On defense, the Badgers will need to stay on the Buckeye receivers like glue. Barrett tends to panic when his receivers don’t have room down field and relies too heavily on himself to extend the play. By limiting the Buckeyes’ passing game, they’ll prevent run opportunities for the two-headed monster of Weber and Dobbins.

What are your keys to the game, and a prediction?

​With both the Buckeyes and Badgers boasting some of the best rushing offenses in the country, the key to game will be which team has more success via the pass. If Ohio State can shut down Alex Hornibrook and TE Troy Fumagalli​, the Buckeye rushmen should be able to at least contain Jonathan Taylor in the run like they did to Saquon Barkley of Penn State.

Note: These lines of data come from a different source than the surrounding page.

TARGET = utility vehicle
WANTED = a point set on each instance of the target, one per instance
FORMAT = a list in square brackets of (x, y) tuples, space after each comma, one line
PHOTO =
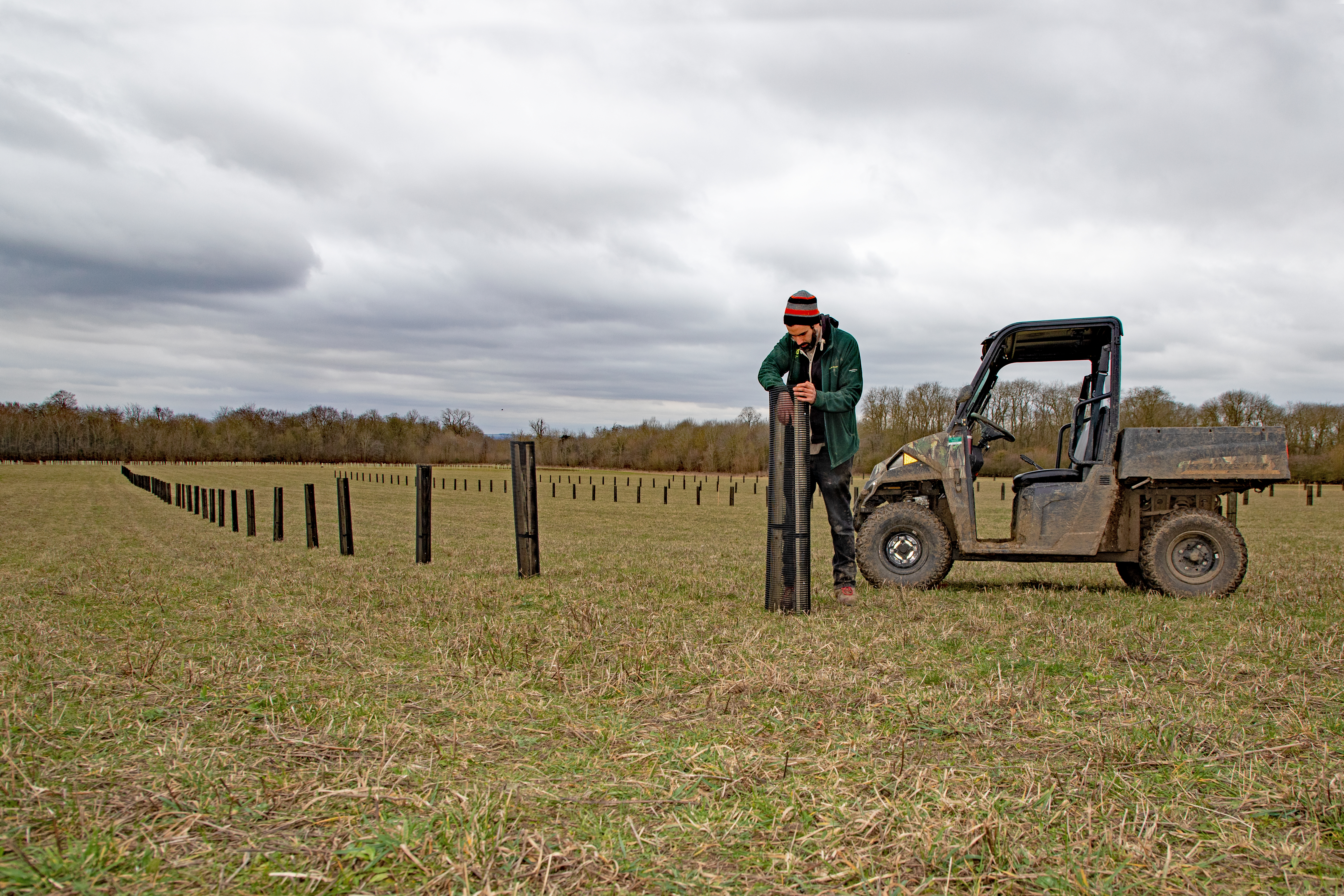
[(1148, 500)]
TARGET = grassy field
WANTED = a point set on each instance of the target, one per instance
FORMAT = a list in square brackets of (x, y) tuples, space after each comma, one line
[(187, 710)]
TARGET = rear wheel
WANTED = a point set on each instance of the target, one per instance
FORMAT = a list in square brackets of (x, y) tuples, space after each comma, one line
[(904, 545), (1134, 576), (1194, 554)]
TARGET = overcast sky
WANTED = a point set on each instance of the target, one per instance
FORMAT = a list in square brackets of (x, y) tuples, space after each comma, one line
[(595, 213)]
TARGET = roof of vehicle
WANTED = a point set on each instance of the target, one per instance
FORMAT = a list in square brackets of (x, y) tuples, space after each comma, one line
[(1057, 341)]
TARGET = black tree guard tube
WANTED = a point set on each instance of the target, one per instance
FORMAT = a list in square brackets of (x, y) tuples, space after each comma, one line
[(424, 490), (788, 566), (523, 460)]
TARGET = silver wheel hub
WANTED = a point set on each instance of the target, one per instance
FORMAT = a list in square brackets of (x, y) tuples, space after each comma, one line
[(904, 550), (1194, 557)]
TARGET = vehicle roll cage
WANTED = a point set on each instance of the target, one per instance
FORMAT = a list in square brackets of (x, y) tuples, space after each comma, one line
[(1081, 339)]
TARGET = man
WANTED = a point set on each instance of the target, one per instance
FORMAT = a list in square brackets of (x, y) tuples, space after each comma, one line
[(824, 371)]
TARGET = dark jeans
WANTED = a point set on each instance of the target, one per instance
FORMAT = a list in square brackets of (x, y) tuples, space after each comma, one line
[(834, 483)]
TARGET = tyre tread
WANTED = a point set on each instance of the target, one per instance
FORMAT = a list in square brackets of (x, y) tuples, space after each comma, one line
[(874, 530), (1148, 554)]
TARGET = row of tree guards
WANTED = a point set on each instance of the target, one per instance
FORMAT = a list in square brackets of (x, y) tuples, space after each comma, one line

I think this game comes down to the wire, and is either a super low-scoring game dominated by the defenses or a point-for-point battle to a high-scoring game decided by no more than a touchdown. I think Wisconsin has more to play for, both in looking for redemption over Ohio State from 2014 and for getting their first nearly-automatic bid to the College Football Playoff ... but, I still think the Buckeyes somehow find a way to get the win. A two-loss season under Urban Meyer is rare, but a three-loss year is almost unthinkable.